Mücadele: Kişiselden Politiğe

Cooper, bu sorunların “kişisel krizler” olmadığını, aksine “politik bir kurtarma” gerektiren sistemik meseleler olduğunu vurgular. Toplumsal dönüşüm, sadece ekonomik yapıyı değiştiren “altyapısal devrim” ile değil, aynı zamanda insanların yaşama ve “hayatlarını sevme” biçimlerini değiştiren bir “sosyal devrim” ile birlikte gerçekleşmelidir.

“Anti-psikiyatri” ve “özyönetim (autogestion)” gibi hareketler, tam da bu politik bilinci inşa etmeyi hedefler.
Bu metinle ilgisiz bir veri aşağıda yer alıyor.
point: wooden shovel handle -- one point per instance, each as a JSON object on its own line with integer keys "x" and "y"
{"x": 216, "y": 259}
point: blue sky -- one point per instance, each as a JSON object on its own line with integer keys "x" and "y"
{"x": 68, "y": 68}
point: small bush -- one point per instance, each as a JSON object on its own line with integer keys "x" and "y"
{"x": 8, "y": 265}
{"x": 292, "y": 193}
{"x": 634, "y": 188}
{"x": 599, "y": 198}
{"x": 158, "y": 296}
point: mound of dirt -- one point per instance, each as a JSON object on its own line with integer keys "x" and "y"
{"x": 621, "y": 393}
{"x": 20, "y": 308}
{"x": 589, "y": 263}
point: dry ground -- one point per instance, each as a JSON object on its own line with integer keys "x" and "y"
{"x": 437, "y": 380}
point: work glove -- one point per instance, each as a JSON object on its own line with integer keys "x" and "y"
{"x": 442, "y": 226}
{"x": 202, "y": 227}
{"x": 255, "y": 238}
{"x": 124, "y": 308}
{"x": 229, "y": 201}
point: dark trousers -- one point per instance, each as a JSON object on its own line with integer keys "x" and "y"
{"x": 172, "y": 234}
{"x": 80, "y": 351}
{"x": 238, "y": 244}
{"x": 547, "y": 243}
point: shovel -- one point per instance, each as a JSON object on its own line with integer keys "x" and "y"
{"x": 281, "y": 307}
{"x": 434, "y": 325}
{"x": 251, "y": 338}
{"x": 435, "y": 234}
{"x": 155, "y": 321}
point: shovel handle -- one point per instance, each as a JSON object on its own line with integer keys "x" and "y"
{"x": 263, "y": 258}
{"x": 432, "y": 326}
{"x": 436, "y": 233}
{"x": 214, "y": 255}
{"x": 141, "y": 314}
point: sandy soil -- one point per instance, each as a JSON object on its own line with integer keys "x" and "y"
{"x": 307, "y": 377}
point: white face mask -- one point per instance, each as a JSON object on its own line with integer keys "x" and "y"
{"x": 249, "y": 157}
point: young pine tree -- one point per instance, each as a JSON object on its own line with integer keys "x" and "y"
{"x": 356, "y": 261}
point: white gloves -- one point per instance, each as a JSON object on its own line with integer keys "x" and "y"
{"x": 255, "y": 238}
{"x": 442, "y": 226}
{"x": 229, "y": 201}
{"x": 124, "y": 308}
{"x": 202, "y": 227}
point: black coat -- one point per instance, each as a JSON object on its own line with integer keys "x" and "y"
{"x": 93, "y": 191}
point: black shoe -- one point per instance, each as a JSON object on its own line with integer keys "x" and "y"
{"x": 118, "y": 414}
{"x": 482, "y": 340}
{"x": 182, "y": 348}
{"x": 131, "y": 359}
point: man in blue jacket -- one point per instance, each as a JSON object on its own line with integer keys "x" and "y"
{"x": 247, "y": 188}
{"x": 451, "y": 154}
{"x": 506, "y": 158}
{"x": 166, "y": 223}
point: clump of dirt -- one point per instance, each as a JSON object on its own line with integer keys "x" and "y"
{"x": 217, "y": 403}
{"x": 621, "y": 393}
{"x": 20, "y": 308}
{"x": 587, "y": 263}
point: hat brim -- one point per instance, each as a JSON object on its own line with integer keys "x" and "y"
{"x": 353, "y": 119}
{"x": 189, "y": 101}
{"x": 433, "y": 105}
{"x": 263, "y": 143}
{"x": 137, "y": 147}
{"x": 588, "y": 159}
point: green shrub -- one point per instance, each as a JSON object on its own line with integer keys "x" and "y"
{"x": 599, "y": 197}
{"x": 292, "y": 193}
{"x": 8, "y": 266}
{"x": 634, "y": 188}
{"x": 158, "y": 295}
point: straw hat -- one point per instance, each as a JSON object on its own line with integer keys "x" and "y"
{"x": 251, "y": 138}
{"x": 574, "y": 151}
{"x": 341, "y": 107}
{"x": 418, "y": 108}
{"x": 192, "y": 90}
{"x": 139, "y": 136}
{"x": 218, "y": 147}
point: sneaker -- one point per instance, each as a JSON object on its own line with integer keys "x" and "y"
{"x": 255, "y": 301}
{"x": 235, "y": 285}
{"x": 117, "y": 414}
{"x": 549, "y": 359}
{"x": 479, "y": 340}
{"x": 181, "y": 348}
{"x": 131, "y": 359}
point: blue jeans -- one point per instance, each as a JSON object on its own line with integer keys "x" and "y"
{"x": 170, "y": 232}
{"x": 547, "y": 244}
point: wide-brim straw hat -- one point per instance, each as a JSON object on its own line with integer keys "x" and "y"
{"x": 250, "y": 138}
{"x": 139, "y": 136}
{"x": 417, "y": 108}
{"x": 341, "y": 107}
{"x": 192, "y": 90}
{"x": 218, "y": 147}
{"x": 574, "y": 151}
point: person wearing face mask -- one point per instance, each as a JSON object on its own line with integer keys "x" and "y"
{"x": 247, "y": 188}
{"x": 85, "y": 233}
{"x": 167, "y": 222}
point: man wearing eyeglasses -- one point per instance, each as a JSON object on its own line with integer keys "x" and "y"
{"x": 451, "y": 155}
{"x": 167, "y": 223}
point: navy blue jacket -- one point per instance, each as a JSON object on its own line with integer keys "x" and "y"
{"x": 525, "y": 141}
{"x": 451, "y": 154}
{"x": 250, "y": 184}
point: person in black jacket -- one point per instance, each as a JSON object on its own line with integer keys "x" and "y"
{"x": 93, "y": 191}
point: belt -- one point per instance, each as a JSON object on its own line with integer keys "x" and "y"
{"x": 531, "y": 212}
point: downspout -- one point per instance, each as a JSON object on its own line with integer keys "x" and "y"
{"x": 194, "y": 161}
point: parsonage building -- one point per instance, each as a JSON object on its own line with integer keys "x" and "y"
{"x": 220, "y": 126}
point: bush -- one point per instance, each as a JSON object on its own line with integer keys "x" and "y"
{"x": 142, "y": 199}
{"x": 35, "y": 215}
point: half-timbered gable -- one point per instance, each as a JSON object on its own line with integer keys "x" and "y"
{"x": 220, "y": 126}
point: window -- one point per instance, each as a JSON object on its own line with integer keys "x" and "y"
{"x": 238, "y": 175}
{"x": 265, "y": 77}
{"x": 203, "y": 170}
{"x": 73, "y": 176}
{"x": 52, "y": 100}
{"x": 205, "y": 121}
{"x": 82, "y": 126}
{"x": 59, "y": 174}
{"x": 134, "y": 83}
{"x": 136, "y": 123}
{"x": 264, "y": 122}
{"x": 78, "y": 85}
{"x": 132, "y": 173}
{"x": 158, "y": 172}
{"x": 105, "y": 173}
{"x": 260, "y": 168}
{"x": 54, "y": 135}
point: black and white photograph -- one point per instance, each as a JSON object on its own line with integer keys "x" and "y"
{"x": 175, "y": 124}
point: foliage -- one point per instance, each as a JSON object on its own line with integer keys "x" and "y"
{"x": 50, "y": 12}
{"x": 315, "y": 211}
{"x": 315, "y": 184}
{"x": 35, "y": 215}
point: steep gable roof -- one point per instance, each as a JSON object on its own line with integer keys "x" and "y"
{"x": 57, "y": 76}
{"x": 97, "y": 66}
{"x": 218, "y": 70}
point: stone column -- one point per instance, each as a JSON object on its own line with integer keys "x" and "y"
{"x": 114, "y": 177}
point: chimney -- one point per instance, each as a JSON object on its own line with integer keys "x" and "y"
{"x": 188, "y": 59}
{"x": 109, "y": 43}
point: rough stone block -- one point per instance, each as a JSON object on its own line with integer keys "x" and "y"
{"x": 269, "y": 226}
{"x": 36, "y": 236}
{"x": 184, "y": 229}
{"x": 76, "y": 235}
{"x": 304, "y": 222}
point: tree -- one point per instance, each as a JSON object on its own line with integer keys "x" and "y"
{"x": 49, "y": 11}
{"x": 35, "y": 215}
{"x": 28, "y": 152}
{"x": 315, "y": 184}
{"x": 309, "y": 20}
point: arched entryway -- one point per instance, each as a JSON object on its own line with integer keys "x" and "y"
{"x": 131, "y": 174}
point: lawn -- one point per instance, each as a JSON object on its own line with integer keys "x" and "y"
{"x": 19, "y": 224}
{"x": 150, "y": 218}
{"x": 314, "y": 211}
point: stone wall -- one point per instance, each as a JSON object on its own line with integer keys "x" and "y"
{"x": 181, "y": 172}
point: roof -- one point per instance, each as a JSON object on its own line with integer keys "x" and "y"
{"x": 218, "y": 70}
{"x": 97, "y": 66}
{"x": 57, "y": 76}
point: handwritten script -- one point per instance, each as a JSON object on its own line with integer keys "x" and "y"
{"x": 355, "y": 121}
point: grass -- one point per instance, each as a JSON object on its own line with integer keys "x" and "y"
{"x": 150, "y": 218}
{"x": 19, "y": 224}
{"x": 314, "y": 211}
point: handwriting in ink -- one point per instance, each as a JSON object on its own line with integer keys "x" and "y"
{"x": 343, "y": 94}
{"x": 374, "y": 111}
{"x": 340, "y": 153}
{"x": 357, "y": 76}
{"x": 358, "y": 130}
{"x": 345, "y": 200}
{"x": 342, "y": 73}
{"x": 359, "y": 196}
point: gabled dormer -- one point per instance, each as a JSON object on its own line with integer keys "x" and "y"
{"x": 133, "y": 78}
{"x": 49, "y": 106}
Amaç, deliliği bir hastalık olarak “içerme” veya “normalleştirme” değil, onu bir “devrimci güç” olarak topluma entegre etmek ve kişisel yaratıcılığa dönüştürmektir.

Sonuç: Bilinçli Bir Uyanış

David Cooper’ın bu radikal anlayışı, bizi rahat alanlarımızdan çıkarıp, hayatımızın her anını kuşatan politik sistemin etkilerini sorgulamaya davet ediyor. İşimizdeki tatminsizlikten, yaratıcılık arayışlarımıza, hatta kendimizi bulma çabalarımıza kadar her şey, içinde yaşadığımız toplumsal, ekonomik ve siyasi yapılarla derinden bağlantılıdır.

Unutmayalım ki, “delilik evrensel bir toplumsal mülkiyettir; rüyalarımızın ve ölümlerimizin gerçekliği gibi bizden çalınmıştır: bunları politik olarak geri almalıyız ki, dönüştürülmüş bir toplumda yaratıcılık ve kendiliğindenlik haline gelsinler” Sorunlarımızı kişiselleştirmeyi bıraktığımızda, onları kolektif bir mücadele alanı olarak görmeye başlarız. Bu, bir “umutsuzluğa” değil, “kalıcı bir mücadeleye” ve dolayısıyla “gerçek bir umuda” açılan kapıdır.

Siz de kendi “kişisel sorunlarınızın” arkasındaki politik gerçekliği görmeye hazır mısınız? Bu yazıda paylaşılan bilgiler ışığında, hayatınızdaki “bireysel” görünen mücadeleleri politik bir mercekle değerlendirmeyi deneyebilirsiniz. Belki de bu, sizin için de bir uyanışın başlangıcı olur.